Elsevier

Signal Processing

Volume 80, Issue 6, June 2000, Pages 1049-1067
Signal Processing

A fuzzy video content representation for video summarization and content-based retrieval

https://doi.org/10.1016/S0165-1684(00)00019-0Get rights and content

Abstract

In this paper, a fuzzy representation of visual content is proposed, which is useful for the new emerging multimedia applications, such as content-based image indexing and retrieval, video browsing and summarization. In particular, a multidimensional fuzzy histogram is constructed for each video frame based on a collection of appropriate features, extracted using video sequence analysis techniques.

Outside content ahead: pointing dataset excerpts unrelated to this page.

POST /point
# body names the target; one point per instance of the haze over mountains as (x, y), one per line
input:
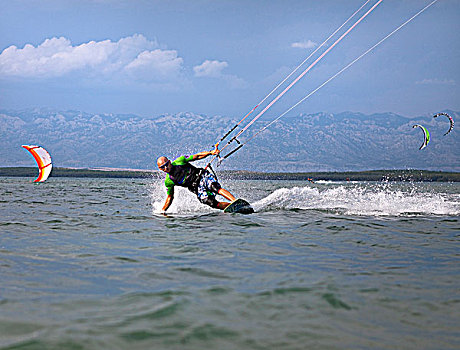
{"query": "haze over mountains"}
(305, 142)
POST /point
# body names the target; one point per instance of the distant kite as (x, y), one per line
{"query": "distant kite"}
(450, 119)
(43, 159)
(426, 135)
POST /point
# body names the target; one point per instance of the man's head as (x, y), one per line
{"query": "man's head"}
(164, 164)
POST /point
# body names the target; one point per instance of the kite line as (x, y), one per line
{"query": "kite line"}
(327, 81)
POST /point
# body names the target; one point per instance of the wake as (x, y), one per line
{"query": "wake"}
(362, 199)
(366, 200)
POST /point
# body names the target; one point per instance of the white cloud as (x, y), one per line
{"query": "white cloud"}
(308, 44)
(56, 57)
(436, 82)
(210, 69)
(213, 69)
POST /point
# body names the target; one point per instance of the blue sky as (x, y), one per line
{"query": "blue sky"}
(222, 57)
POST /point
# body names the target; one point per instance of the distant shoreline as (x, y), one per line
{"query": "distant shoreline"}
(370, 175)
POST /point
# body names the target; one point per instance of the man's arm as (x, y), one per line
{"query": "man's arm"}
(168, 202)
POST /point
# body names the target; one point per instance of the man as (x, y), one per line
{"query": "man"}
(198, 180)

This approach is then applied both for video summarization, in the context of a content-based sampling algorithm, and for content-based indexing and retrieval. In the first case, video summarization is accomplished by discarding shots or frames of similar visual content so that only a small but meaningful amount of information is retained (key-frames). In the second case, a content-based retrieval scheme is investigated, so that the most similar images to a query are extracted. Experimental results and comparison with other known methods are presented to indicate the good performance of the proposed scheme on real-life video recordings.

Zusammenfassung

In dieser Arbeit wird eine unscharfe (fuzzy) Darstellung des visuellen lnhalts vorgeschlagen, die von Nutzen für die neu aufkommenden Multimedia-Anwendungen wie inhaltsbasierte Bildindizierung und -auffindung, Video-Browsing und Video-Zusammenfassung ist. Im speziellen wird ein mehrdimensionales fuzzy Histogramm für jedes Videobild konstruiert, welches auf einer Menge von geeigneten Merkmalen beruht, die mittels Verfahren zur Video-Sequenzanalyse extrahiert werden. Dieser Ansatz wird sowohl auf die Video-Zusammenfassung (in Zusammenhang mit einem inhaltsbasierten Abtastalgorithmus) als auch auf die inhaltsbasierte Indizierung und Auffindung angewandt. Im ersten Fall wird die Video-Zusammenfassung durch Verwerfen von Bildern mit ähnlichem visuellen Inhalt erzielt, so daß nur eine kleine aber aussagekräftige Menge von Information zurückbehalten wird (Schlüsselbilder). Im zweiten Fall wird eine inhaltsbasierte Auffindungsmethode untersucht, so daß die einer Anfrage am meisten entsprechenden Bilder extrahiert werden. Die gute Leistungsfähigkeit der vorgeschlagenen Methode bei echten Videoaufnahmen wird durch experimentelle Ergebnisse und durch Vergleich mit anderen bekannten Methoden gezeigt.

Résumé

Dans cet article, nous proposons une représentation floue du contenu visuel qui est utile pour les nouvelles applications multimédias émergeantes, telles l'indexage et la récupération d'images par le contenu, ou le parcours et le résumé vidéo. En particulier, un histogramme flou multidimensionnel est construit pour chaque trame vidéo, sur base d'une collection de caractéristiques appropriées, extraites en utilisant des techniques d'analyse de séquences vidéo. Cette approche est ensuite appliquée à la fois au résumé vidéo, dans le contexte d'un algorithme d'échantillonnage basé sur le contenu, et à l'indexage et la récupération basés sur le contenu. Dans le premier cas, le résumé vidéo est accompli est éliminant des plans ou des trames de contenu visuel similaire, (trames-clés). Dans le second cas, nous investiguons un schéma de récupération sur base du contenu, de sorte que les images les plus semblables à une requête soient extraites. Des résultats expérimentaux et une comparison avec d'autres méthodes connues sont présentées pour indiquer les bonnes performances du schéma proposé sur des enregistrements vidéo de la vie réelle

Introduction

The increasing amount of digital image and video data has stimulated new technologies for efficient searching, indexing, content-based retrieving and managing multimedia databases. The traditional approach of keyword annotation to accessing image or video information has the drawback that, apart from the large amount of effort for developing annotations, it cannot efficiently characterize the rich visual content using only text. For this reason, content-based retrieval algorithms have been recently proposed and they have attracted a great research interest in the image processing community. [10], [19]. Examples of content-based retrieval systems, either academic or in the first stage of commercial exploitation include the QBIC [8], Virage [11] or VisualSeek [21] prototypes. In this framework, the moving picture expert group (MPEG) is currently defining the new MPEG-7 standard [17], to specify a set of descriptors for an efficient interface of multimedia information.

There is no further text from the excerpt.